AI is a fast track to average.

It will get you a working version, a competent draft, a solution that’s genuinely fine, better than most people could produce alone, and faster than anyone could produce it before. But average is where it drops you off. The distance from average to excellent is exactly the distance it can’t cover for you, because excellence is made of judgment, taste, correctness, and care. None of that was ever really about typing. The floor came up dramatically. The ceiling didn’t move at all. And now that everyone is standing on the same raised floor, the only thing that distinguishes anything is how far above it you’re willing to climb. That climb is still, entirely, our responsibility.

the ceiling (excellent, unchanged) where you start the climb Before average, instantly ← your job now With AI
fig. 2 · the floor came up. the ceiling didn't move.

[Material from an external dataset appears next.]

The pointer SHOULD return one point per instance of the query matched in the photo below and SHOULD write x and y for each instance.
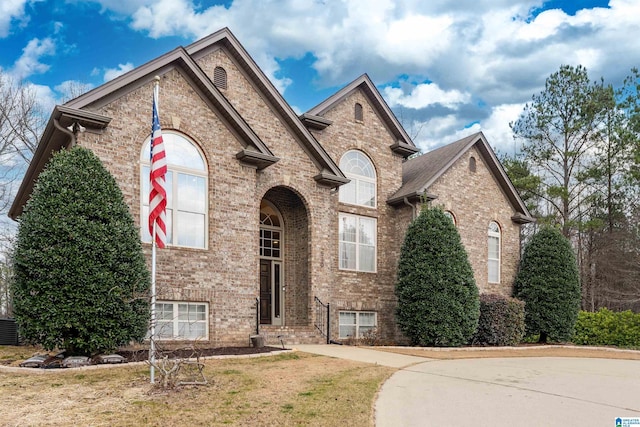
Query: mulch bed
(142, 355)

This is also where those software engineering principles come back, not as relics but as the thing that now matters most. The prototype that comes together in an evening runs once, beautifully, while I’m watching. Getting it to run unattended at 3am, when the API goes down or a data source silently changes its format, when a race condition only shows up under load, that’s still craft. AI writes code that runs. It does not reliably write code that’s correct, secure, maintainable, and architected to survive contact with reality. The principles didn’t become worthless when the typing got cheap. They became the difference between a demo and something you can actually depend on. That gap is wider than the hype admits, and it’s made almost entirely of the engineering judgment AI hands back to you.

There’s a third thing, too: distribution. When everyone can ship, shipping stops being the differentiator. If building a thing drops to near zero for you, it drops to near zero for everyone with the same spark. The moat was never the code, and it was rarely even the idea. It’s whether anyone cares, whether they can find you, whether they trust the thing enough to depend on it. That was always true. AI just made it impossible to hide from.

How to actually work now

If the wall is down, the move is obvious and most people still don’t make it: bias hard toward the prototype. Stop debating ideas in the abstract. Build the ugly version and look at it. The cost of being wrong is now an afternoon, and an afternoon of being wrong teaches you more than a week of being theoretically right.

Then spend your newly-freed time where it now matters. The hours you’re no longer pouring into boilerplate should go into the things AI didn’t make cheap: figuring out which spark is actually worth building, applying the engineering principles that turn “works in the demo” into “works when I’m asleep,” and dragging the thing from average (where AI left it) up toward excellent, where it has to earn its place.

The wall between an idea and a shipped thing is rubble now, and nobody should miss it. But don’t mistake the open ground for the finish line. The wall was never the hard part. It just stood in front of the hard part and let us pretend otherwise. Now there’s nothing between you and the real work: deciding what deserves to exist, making it correct, making it durable, making it matter.

AI will carry any idea to average at breathtaking speed, and it will carry your competitors’ ideas there just as fast. Everything past that point (the correctness, the excellence, the reasons anyone should care) still has to be climbed by hand.

The gap between having an idea and shipping something is gone. The gap between shipping something and shipping something excellent is still the whole game. And for the first time, there’s no wall left to blame.

A note: The views here are my own and don't represent my employer or anyone I work with. Everything I write is personal opinion, shared for general informational and educational purposes, and reflects my thinking at the time of writing. It is not professional, financial, legal, or investment advice. Please read posts in full rather than pulling lines out of context, and do your own research before acting on anything.